In his presentation to the UN/Brazil meeting, Newell said Maverick began hair testing in August 2012. At the time of the presentation earlier this year, the company had given about 6,940 hair tests for job applicants. Those tests showed drugs in about 2.33% of them. But the urine tests only turned up eight failures.
As Newell said in his Power Point presentation to the meeting: “154 (are) driving for other companies because we can not report the results of the hair tests.” In the release regarding the UN presentation, Kidd cited J.B. Hunt data, which showed positive testing of about 4.5% for those taking the hair test, 0.58% on both tests, and 0.14% on urine only.
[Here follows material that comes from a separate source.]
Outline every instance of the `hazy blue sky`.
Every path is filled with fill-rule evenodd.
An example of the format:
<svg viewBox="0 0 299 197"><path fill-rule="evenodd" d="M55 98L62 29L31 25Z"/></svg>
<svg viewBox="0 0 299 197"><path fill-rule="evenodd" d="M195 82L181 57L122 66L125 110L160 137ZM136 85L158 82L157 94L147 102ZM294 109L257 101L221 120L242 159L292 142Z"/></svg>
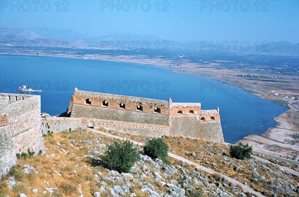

While the pro-hair test forces await the results of the HHS study, Kidd said they would continue to undertake educational efforts. Specifically, they will try to meet with members of the House and Senate to share with them their data. “People I talk to have no idea that the urine exam is not identifying the true opioid users,” Kidd said. “When I show them the data, they are blown away.”
Opposition to allowing hair testing comes from OOIDA, the trade group of independent owner/operators. In a white paper released on the subject, according to OOIDA-owned LandLine magazine, the group said that the members of the Trucking Alliance have “yet to demonstrate that they have experienced a reduction in crash rate since their voluntary adoption of hair testing. Neither have they presented evidence showing that their hair testing labs meet the rigorous standards of scientific methodology for testing or that their hair testing equipment and protocol has been consistent and unbiased.” The story came out soon after the Trucking Alliance made a public statement about its Brazil/UN presentation.